The present invention relates generally to the determination of the temperature of railroad car wheel journals and more particularly to that class of devices generally known as "hotbox" detectors.
It is well known in the art to place detectors adjacent railroad tracks to identify overheated wheel journals. These detector devices generally include infrared sensitive elements which are focused to scan the journal box. The detector includes suitable circuitry to develop a signal which is representative of the journal temperature and this signal may be used in a variety of ways such as sounding an alarm in the event a signal indicates the temperature of a journal exceeds a predetermined value or to provide a visual recording of the temperature of each of the journals as the train passes the wayside station where the detector is located.

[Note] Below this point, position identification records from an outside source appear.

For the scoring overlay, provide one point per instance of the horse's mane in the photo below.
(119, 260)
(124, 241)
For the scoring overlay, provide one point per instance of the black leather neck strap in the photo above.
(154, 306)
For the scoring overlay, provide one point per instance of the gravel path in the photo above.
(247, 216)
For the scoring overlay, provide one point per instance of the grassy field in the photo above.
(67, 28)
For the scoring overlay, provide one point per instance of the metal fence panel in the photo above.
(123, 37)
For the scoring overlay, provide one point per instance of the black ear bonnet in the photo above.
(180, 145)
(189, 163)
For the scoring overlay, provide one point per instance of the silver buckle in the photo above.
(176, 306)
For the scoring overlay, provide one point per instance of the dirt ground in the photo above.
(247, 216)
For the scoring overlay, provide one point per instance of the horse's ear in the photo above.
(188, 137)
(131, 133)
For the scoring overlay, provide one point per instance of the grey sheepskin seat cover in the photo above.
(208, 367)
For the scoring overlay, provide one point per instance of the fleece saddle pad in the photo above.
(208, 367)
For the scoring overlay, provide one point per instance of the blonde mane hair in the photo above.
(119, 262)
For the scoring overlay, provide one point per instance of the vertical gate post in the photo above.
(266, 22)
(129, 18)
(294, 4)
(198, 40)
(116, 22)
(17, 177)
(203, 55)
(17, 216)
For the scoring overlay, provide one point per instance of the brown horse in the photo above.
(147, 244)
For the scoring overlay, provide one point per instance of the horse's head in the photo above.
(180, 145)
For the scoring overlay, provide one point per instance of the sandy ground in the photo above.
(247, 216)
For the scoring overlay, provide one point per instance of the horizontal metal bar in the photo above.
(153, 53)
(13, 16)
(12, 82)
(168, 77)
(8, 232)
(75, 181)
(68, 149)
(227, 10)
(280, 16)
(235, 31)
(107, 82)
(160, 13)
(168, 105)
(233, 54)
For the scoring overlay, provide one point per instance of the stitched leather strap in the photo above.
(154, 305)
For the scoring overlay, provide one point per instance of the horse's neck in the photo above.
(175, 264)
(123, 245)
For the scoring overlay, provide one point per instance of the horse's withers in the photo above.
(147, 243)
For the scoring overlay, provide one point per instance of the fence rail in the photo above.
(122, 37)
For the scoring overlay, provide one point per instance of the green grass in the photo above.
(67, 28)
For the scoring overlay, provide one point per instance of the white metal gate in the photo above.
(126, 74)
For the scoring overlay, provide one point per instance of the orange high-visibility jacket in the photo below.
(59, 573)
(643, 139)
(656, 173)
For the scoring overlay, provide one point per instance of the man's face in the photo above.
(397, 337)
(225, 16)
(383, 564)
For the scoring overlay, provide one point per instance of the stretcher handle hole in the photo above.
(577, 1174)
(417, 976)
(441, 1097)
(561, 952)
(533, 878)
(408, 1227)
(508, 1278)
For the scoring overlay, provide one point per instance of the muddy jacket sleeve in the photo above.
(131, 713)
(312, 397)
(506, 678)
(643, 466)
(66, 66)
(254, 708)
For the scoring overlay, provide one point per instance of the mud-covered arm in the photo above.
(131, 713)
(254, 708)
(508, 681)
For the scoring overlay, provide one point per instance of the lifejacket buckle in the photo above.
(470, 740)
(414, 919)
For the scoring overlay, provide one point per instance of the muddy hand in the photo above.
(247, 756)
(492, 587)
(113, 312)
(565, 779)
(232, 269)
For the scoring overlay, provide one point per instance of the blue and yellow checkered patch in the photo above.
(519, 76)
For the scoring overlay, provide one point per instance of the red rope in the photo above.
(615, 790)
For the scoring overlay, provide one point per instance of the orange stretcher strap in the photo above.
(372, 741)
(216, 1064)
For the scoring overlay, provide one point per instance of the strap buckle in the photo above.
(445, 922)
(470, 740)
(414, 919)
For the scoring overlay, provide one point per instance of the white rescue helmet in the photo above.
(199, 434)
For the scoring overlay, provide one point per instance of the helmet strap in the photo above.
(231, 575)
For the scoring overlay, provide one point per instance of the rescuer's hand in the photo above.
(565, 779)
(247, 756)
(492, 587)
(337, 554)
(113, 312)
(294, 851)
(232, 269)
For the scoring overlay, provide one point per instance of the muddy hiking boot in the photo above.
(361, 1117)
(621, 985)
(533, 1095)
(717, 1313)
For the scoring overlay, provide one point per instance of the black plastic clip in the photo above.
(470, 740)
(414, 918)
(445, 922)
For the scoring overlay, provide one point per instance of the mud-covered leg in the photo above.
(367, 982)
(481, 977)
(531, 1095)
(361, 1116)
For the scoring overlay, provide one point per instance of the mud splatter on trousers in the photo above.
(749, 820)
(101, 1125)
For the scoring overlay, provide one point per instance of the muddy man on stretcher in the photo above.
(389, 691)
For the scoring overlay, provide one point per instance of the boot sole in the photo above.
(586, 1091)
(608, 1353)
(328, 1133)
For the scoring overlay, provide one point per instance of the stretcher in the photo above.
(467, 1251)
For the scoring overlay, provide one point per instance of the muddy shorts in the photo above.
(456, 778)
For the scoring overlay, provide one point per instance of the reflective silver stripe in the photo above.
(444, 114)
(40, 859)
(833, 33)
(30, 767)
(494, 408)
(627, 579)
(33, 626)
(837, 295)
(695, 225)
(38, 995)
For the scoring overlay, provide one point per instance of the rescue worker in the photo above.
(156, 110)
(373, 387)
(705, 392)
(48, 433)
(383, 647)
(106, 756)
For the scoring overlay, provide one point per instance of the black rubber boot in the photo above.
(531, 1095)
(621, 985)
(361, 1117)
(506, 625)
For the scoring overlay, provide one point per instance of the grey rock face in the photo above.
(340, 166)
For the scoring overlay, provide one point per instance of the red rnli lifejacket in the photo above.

The most common form of hotbox detector in use today is the so-called bolometer type which will be described in some detail hereinafter. Briefly, however, the bolometer type hotbox detector uses temperature sensitive resistors (thermistors) in a bridge arrangement. While the performance of a bolometer type hotbox detector is, essentially, satisfactory, it is a relatively expensive apparatus. The thermistor is a very high resistance device and, therefore, requires a high voltage supply. Because of the bridge arrangement, the supplies must be very accurate and must not drift from their designated voltage. Because the signal-to-noise ratio of the bolometer decreases as the temperature decreases (at certain temperatures within the normal operating range of hotbox detector devices the ratio becomes unsatisfactory), heaters are required to maintain the ambient temperature of the thermistors above a predetermined minimum. In addition to the expense associated with the heaters, the use of heaters may require more elaborate optics as will be explained later. In addition, the frequency sensitivity of a bolometer type of system is not as broad as is desirable.
Other forms of infrared responsive devices are, of course, known. An example of one of these is the pyroelectric cell which outputs a charge in response to incident radiation in the infrared range. While pyroelectric cells overcome many if not all of the disadvantages of the bolometer system, they present certain problems of their own. Such cells are, generally, sensitive to shock and generate noise signals in response thereto. This, obviously, can be a problem when the device is located adjacent a railroad track. There are, however, materials which do not exhibit large shock-noise problems and with the use of suitable shock absorbing mountings this problem can be reduced to acceptable levels. A more serious problem is the fact that commercially available pyroelectric cells have an extremely poor gain response when considered over any sizable range of signal input frequencies. A typical infrared sensor employing a pyroelectric device has a flat or constant gain response only over about two percent of the frequency range required for good hotbox detector operation (e.g., 0.5 to 300 Hz). Thus, the pyroelectric cell without suitable compensating circuitry is an unsatisfactory substitute for the existing bolometer systems.